Ne var ki basın özgürlüğü sınırsız olmayıp, yayınlarında Anayasanın Temel Hak ve Özgürlükler bölümü ile Türk Medeni Kanununun 24 ve 25. maddesinde yer alan ve yine özel yasalarla güvence altına alınmış bulunan kişilik haklarına saldırıda bulunulmaması da yasal ve hukuki bir zorunluluktur.
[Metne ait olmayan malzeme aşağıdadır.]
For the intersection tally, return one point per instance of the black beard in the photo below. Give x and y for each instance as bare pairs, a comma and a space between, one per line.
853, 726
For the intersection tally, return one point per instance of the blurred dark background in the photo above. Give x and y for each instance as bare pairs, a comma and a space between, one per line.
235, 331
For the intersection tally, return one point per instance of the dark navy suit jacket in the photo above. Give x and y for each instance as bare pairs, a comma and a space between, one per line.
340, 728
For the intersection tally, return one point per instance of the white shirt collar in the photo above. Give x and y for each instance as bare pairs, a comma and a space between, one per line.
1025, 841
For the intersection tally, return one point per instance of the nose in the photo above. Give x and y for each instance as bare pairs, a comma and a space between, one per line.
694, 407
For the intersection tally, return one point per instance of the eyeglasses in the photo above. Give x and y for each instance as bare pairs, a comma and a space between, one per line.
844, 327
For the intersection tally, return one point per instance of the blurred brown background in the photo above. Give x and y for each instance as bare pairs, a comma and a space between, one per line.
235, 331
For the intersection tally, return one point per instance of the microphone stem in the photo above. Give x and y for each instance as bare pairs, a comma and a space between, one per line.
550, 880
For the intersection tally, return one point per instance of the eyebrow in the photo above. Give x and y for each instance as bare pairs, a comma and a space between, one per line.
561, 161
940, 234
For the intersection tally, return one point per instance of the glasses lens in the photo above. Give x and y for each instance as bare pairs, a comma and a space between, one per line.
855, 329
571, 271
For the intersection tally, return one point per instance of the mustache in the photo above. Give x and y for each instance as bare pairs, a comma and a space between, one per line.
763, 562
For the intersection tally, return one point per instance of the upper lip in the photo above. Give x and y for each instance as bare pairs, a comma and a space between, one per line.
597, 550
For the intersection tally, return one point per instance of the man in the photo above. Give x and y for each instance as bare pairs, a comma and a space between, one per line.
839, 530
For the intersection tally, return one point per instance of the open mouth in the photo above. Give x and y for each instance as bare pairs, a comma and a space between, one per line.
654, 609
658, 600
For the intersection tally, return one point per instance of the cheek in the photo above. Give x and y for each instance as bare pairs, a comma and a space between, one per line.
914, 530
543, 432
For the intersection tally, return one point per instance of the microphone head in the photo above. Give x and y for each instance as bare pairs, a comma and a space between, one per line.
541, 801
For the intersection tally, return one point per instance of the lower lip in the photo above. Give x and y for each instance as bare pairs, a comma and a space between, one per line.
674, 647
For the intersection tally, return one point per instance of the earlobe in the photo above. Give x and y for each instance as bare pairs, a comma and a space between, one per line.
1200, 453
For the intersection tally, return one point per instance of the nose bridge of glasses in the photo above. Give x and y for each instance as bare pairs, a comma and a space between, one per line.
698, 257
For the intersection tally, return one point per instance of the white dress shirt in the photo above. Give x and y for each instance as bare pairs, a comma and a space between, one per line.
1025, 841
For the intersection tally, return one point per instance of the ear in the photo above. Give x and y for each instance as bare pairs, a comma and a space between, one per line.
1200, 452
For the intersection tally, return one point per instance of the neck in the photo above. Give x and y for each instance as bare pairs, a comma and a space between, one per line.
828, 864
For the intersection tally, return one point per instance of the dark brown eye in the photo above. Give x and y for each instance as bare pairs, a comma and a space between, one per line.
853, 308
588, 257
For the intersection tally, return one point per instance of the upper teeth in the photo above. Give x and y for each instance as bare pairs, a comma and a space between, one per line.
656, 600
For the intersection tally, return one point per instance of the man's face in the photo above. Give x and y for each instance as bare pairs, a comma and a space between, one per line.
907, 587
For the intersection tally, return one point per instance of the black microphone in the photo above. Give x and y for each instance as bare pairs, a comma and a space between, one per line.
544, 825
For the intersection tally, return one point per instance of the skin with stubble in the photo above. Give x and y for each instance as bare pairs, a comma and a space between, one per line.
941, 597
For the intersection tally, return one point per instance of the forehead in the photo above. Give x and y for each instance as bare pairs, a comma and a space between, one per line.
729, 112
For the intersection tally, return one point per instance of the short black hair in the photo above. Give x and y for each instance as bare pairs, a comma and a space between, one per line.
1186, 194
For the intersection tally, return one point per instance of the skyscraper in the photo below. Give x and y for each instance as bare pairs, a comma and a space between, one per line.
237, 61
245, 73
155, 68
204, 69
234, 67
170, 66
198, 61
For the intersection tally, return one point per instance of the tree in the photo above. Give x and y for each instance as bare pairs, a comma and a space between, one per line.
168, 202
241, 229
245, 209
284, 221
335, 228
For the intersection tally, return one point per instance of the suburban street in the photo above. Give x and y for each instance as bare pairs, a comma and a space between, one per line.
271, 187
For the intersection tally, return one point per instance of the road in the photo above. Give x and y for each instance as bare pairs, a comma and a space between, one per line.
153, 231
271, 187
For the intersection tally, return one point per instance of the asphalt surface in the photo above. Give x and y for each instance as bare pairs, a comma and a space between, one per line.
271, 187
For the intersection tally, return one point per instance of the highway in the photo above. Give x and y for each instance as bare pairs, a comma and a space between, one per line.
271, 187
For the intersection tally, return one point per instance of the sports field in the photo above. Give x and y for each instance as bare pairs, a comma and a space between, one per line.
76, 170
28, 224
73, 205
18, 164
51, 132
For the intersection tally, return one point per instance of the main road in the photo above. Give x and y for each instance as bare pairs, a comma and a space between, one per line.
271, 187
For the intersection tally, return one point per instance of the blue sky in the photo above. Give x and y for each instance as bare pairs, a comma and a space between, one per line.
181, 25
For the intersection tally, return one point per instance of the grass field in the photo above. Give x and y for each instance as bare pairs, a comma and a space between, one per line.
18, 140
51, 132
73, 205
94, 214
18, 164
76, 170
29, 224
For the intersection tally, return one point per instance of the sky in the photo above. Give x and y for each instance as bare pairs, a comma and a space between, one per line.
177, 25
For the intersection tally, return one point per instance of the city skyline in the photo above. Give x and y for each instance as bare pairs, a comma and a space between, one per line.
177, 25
Basın özgürlüğü ile kişilik değerlerinin karşı karşıya geldiği durumlarda; hukuk düzeninin çatışan iki değeri aynı zamanda koruma altına alması düşünülemez. Bu iki değerden birinin diğerine üstün tutulması gerektiği, bunun sonucunda da, daha az üstün olan yararın daha çok üstün tutulması gereken yarar karşısında o olayda ve o an için korumasız kalmasının uygunluğu kabul edilecektir. Bunun için temel ölçüt kamu yararıdır. Gerek yazılı ve gerekse görsel basın bu işlevini yerine getirirken, özellikle yayının gerçek olmasını, kamu yararı bulunmasını, toplumsal ilginin varlığını, konunun güncelliğini gözetmeli, haberi verirken özle biçim arasındaki dengeyi de korumalıdır. Yine basın, objektif sınırlar içinde kalmak suretiyle yayın yapmalıdır. O anda ve görünürde var olup da sonradan gerçek olmadığı anlaşılan olayların yayınından da basın sorumlu tutulmamalıdır.
Dava konusu ... Gazetesi"nin 20/07/2006 günlü sayısında yer alan "Komutanı lüx daire yaktı" başlıklı haberde, bir şikayetin hasıraltı edilmesi ile ilgili olarak davacı hakkında soruşturma başlatıldığı ve bununla bağlantılı iddialar anlatılmıştır.Dosyada bulunan Orman Bakanlığı Teftiş Kurulu"nun 25/10/2000 tarihli inceleme raporu, davacı hakkındaki İl İdare Kurulu"nun 04/01/2007 günlü kararı, Bölge İdare Mahkemesi"nin 21/03/2007 tarihli, Kara Kuvvetleri Komutanlığı Askeri Savcılığının 25/08/2006 tarihli ve savcılığın 08/05/2008 tarihli davacı hakkındaki kararları gözetildiğinde, dava konusu haberin resmi mercilerce başlatılan bu soruşturmalardaki bilgilere dayalı olarak yapıldığı anlaşılmaktadır. Haber bu haliyle habercilik ilkelerine uygun olup, mahkemece davanın reddi gerekirken kısmen kabul edilmiş olması bozmayı gerektirmiştir.
SONUÇ: Temyiz olunan kararın yukarıda gösterilen nedenle davalılar yararına BOZULMASINA, bozma nedenine göre davacının temyiz itirazlarının şimdiden incelenmesine yer olmadığına ve temyiz eden davalılar yararına takdir olunan 900,00 TL duruşma avukatlık ücretinin davacıya yükletilmesine, davalılardan peşin alınan harcın istek halinde geri verilmesine 24/01/2012 gününde oybirliğiyle karar verildi.